Il s’émut à la voir frémir sous ce calme d’emprunt. Il se sentit aimé autant, plus peut-être qu’autrefois, par cette belle épouse si noble et si malheureuse. Mais rien ne vibrait plus en lui que la pitié pour celle à l’orgueil de qui s’était usé son amour.

— Nous haïr ! ma pauvre Thérèse ! dit-il avec cette douceur particulière qu’on a pour les affligés, y penses-tu ? Mais tu es toujours mon amie, ma femme très chère : je sais ce que tu vaux, je ne l’oublie pas. Ai-je été jamais dur, injuste pour toi ? T’ai-je jamais fait du chagrin ?…
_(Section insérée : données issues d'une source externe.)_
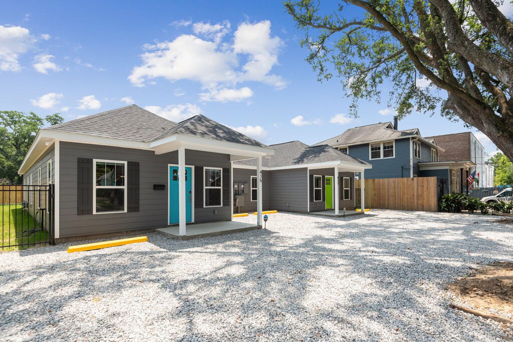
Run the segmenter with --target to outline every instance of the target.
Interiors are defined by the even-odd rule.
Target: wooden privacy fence
[[[361,187],[361,180],[356,179],[355,188],[360,189]],[[358,199],[357,198],[357,206],[361,204]],[[365,179],[365,208],[438,211],[438,178],[417,177]]]
[[[0,185],[0,204],[21,203],[23,200],[23,185]]]

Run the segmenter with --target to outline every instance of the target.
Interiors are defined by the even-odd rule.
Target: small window
[[[313,176],[313,202],[322,200],[322,176]]]
[[[46,184],[50,185],[52,184],[52,161],[48,160],[46,163]]]
[[[383,158],[393,157],[393,142],[383,143]]]
[[[381,144],[372,144],[370,145],[370,158],[380,159],[381,158]]]
[[[94,160],[93,213],[126,212],[126,162]]]
[[[251,202],[254,202],[256,200],[258,193],[256,186],[258,185],[258,178],[256,176],[251,176]]]
[[[436,149],[432,148],[431,149],[431,162],[438,162],[438,151]]]
[[[349,177],[344,177],[343,185],[344,186],[344,199],[351,199],[351,191],[350,187],[349,186],[350,183],[349,180]]]
[[[221,207],[223,205],[222,169],[205,168],[204,190],[205,202],[203,206]]]
[[[413,156],[418,159],[420,159],[420,142],[415,140],[413,142]]]

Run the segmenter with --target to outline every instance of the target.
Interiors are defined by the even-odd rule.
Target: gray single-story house
[[[274,154],[262,158],[262,204],[265,210],[312,212],[355,209],[354,174],[364,179],[372,165],[328,145],[299,141],[271,145]],[[258,160],[234,162],[236,211],[256,209]],[[363,184],[362,183],[362,184]],[[362,207],[365,209],[362,187]],[[362,212],[364,212],[362,211]]]
[[[57,242],[170,225],[184,236],[231,220],[233,162],[273,153],[203,115],[175,123],[132,105],[40,130],[18,173],[55,185]]]

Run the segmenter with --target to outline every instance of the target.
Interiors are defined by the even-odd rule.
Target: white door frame
[[[335,200],[334,200],[335,198],[333,197],[333,176],[324,176],[324,197],[326,197],[326,178],[331,178],[331,209],[330,209],[330,210],[334,210],[335,209],[335,205],[333,203],[333,202],[335,202]],[[327,210],[328,209],[327,208],[326,208],[326,199],[325,198],[325,199],[324,199],[324,210]]]
[[[171,194],[171,172],[169,172],[169,167],[170,166],[175,166],[178,167],[178,164],[168,164],[167,165],[167,225],[168,226],[174,226],[175,225],[177,225],[177,223],[173,223],[172,224],[169,223],[169,219],[171,216],[171,213],[170,212],[170,203],[169,198],[170,195]],[[186,165],[185,167],[191,168],[191,193],[192,196],[191,197],[191,221],[188,223],[194,223],[194,166],[193,165]]]

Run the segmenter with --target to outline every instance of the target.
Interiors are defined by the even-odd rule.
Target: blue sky
[[[67,120],[135,103],[173,120],[201,113],[268,144],[392,119],[386,97],[348,117],[340,81],[317,81],[280,1],[220,4],[3,1],[1,110]],[[469,130],[438,114],[399,126],[424,136]]]

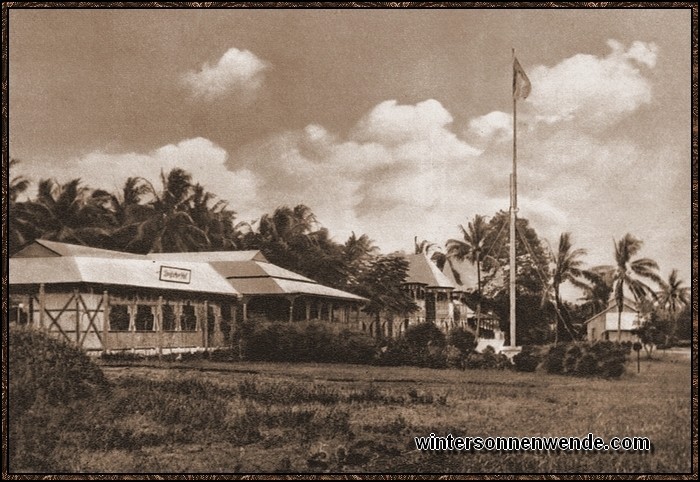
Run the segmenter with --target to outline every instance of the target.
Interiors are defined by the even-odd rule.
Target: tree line
[[[10,168],[17,162],[11,160]],[[39,238],[137,254],[254,249],[271,263],[367,297],[365,311],[377,318],[417,309],[401,289],[408,271],[401,253],[382,254],[367,234],[353,232],[344,243],[336,242],[303,204],[280,206],[252,223],[240,222],[226,201],[180,168],[161,173],[158,186],[143,177],[129,177],[116,193],[89,188],[80,179],[42,179],[33,197],[20,200],[27,197],[30,185],[22,176],[9,182],[11,255]],[[476,268],[476,286],[465,291],[467,304],[476,312],[477,330],[482,314],[491,313],[508,331],[508,222],[505,211],[490,219],[476,215],[466,227],[458,226],[459,236],[447,240],[444,248],[415,239],[415,252],[430,256],[440,269],[450,269],[458,282],[463,263]],[[687,330],[679,324],[690,326],[683,321],[690,316],[689,289],[676,270],[666,281],[655,261],[638,258],[642,242],[634,236],[615,242],[613,265],[585,269],[586,251],[574,248],[571,233],[562,233],[552,252],[527,219],[518,219],[516,227],[519,343],[581,337],[581,323],[604,309],[611,295],[619,320],[626,293],[652,313],[652,319],[661,320],[665,332],[678,335]],[[577,303],[562,299],[564,283],[582,291]]]

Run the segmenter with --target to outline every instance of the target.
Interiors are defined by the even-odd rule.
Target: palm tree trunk
[[[617,308],[617,343],[622,342],[622,306]]]
[[[478,260],[476,262],[476,290],[479,297],[476,300],[476,337],[479,338],[481,328],[481,262]]]
[[[559,323],[561,322],[561,311],[559,311],[561,301],[559,300],[559,287],[554,288],[554,344],[559,343]]]

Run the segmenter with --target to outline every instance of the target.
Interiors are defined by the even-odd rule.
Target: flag
[[[532,90],[530,79],[527,78],[527,74],[520,66],[517,57],[513,57],[513,98],[527,99],[530,90]]]

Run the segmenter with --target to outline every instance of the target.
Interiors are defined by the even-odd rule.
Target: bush
[[[419,352],[428,346],[444,347],[445,334],[434,323],[409,326],[404,334],[409,350]]]
[[[13,327],[8,346],[10,415],[15,420],[35,402],[56,406],[109,388],[92,359],[63,340]]]
[[[24,327],[10,328],[9,459],[13,469],[68,470],[58,449],[87,399],[110,387],[102,370],[77,347]]]
[[[447,334],[447,343],[467,356],[476,348],[476,336],[464,328],[453,328]]]
[[[534,372],[544,360],[544,354],[533,345],[523,346],[520,353],[513,357],[513,367],[519,372]]]
[[[242,339],[247,360],[275,362],[371,363],[375,340],[327,323],[264,323]]]
[[[513,364],[503,353],[496,354],[491,346],[487,346],[481,353],[474,352],[466,359],[466,368],[505,370],[511,368]]]
[[[611,341],[553,345],[544,365],[549,373],[582,377],[619,378],[629,347]]]

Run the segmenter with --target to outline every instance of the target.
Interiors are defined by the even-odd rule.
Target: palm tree
[[[17,167],[18,159],[10,159],[10,170]],[[38,230],[31,220],[30,214],[26,210],[26,202],[17,202],[17,198],[29,187],[29,180],[24,176],[15,176],[10,179],[8,204],[9,219],[9,249],[10,254],[15,253],[31,239],[38,236]]]
[[[573,338],[570,327],[564,319],[562,313],[564,305],[561,301],[560,287],[563,283],[569,282],[577,288],[587,290],[590,288],[589,283],[585,280],[590,280],[592,274],[587,270],[582,269],[583,261],[581,257],[586,255],[585,249],[573,249],[571,241],[571,233],[562,233],[559,236],[559,246],[557,254],[553,257],[553,273],[550,281],[549,289],[545,290],[542,298],[543,303],[547,298],[552,298],[554,301],[554,311],[556,313],[556,328],[554,330],[554,343],[559,342],[560,326],[563,326]]]
[[[372,260],[379,253],[379,248],[366,234],[358,237],[353,231],[342,250],[347,269],[347,284],[349,287],[357,286],[360,276],[369,269]]]
[[[661,284],[657,274],[659,265],[650,258],[632,260],[642,248],[642,241],[627,233],[615,245],[615,266],[601,267],[611,277],[615,302],[617,304],[617,342],[622,340],[622,309],[625,300],[625,286],[632,292],[635,301],[641,302],[647,296],[655,298],[654,290],[639,278]]]
[[[120,237],[126,234],[129,238],[124,249],[142,253],[208,249],[211,243],[207,234],[190,214],[192,176],[183,169],[174,168],[167,175],[161,173],[161,183],[162,191],[156,192],[150,183],[145,184],[149,189],[143,183],[127,181],[124,204],[125,208],[130,206],[132,217],[126,218],[126,226],[118,233]],[[141,196],[146,193],[152,199],[142,204]]]
[[[34,237],[85,246],[110,247],[114,218],[80,179],[59,184],[54,179],[39,182],[34,200],[23,203],[18,213]]]
[[[419,243],[418,236],[413,237],[413,252],[415,254],[425,254],[426,256],[429,256],[430,252],[437,249],[437,247],[437,244],[431,243],[427,239],[424,239]]]
[[[193,189],[190,214],[197,227],[209,238],[211,249],[226,251],[238,247],[240,236],[234,225],[236,213],[228,209],[226,201],[216,200],[216,195],[205,191],[199,183]]]
[[[469,222],[467,229],[461,224],[459,229],[462,232],[463,239],[450,239],[447,241],[447,256],[459,261],[467,260],[476,265],[476,290],[478,295],[476,304],[476,336],[478,337],[481,325],[481,264],[487,257],[485,244],[489,235],[489,225],[484,216],[477,214]]]
[[[587,271],[586,276],[589,283],[583,289],[580,300],[587,307],[586,313],[590,318],[608,306],[612,293],[612,273],[606,271],[604,266],[596,266]]]
[[[659,305],[666,310],[673,320],[674,328],[676,331],[676,324],[678,321],[678,315],[680,312],[690,305],[690,299],[688,298],[690,294],[690,288],[681,286],[683,280],[678,279],[678,270],[674,269],[668,276],[668,281],[661,280],[659,285],[661,285],[661,293],[659,294]]]

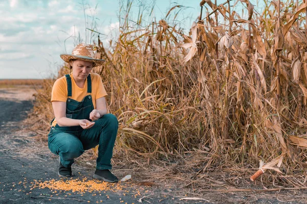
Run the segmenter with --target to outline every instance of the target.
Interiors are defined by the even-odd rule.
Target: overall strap
[[[66,74],[66,81],[67,81],[67,91],[68,92],[68,96],[72,96],[72,79],[69,74]]]
[[[91,74],[87,76],[87,93],[92,93],[92,80]]]

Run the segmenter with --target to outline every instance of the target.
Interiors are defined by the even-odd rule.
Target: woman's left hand
[[[92,121],[100,118],[100,114],[98,111],[96,109],[94,109],[92,111],[91,113],[90,113],[90,119],[91,119]]]

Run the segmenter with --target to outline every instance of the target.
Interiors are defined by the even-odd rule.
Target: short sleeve
[[[63,78],[58,79],[52,87],[51,102],[55,101],[66,102],[67,94],[67,84],[65,83],[65,79]]]
[[[98,79],[97,83],[97,92],[96,93],[96,99],[101,98],[107,95],[104,86],[102,84],[102,80],[99,74],[97,74]]]

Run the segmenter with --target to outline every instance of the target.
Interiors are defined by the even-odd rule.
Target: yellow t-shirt
[[[77,86],[73,77],[73,74],[71,73],[70,75],[72,79],[72,96],[71,98],[81,102],[84,97],[87,95],[91,95],[94,108],[96,109],[96,99],[105,96],[107,95],[100,76],[97,73],[91,73],[92,93],[87,93],[87,79],[85,80],[84,87],[81,88]],[[68,94],[67,81],[66,81],[66,77],[63,76],[58,79],[52,87],[51,102],[55,101],[66,102]],[[56,124],[56,120],[55,119],[52,122],[52,125],[54,126]]]

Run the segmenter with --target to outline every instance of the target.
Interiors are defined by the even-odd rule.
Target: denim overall
[[[67,117],[90,120],[90,113],[94,109],[91,95],[90,74],[87,78],[89,95],[81,102],[70,98],[72,96],[72,80],[69,74],[65,76],[68,91],[66,102]],[[48,147],[52,153],[60,156],[63,166],[65,167],[71,166],[74,163],[74,158],[80,157],[84,150],[99,144],[96,168],[112,168],[111,158],[118,129],[117,119],[114,115],[107,114],[94,122],[95,123],[93,127],[85,130],[80,126],[62,127],[57,124],[51,128],[48,135]]]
— Fernand, répliqua-t-elle, plus grave, je te supplie de ne plus t’en tenir aux artifices des mots. J’ai le droit de te demander cela : car, si je ne fus pas la compagne que tu rêvais, au moins je n’ai été, moi non plus, ni méchante ni indigne. Mettons nos âmes toutes nues ; parlons dans l’absolue sincérité. J’aurai le courage de tout entendre. Tu aimes une autre femme.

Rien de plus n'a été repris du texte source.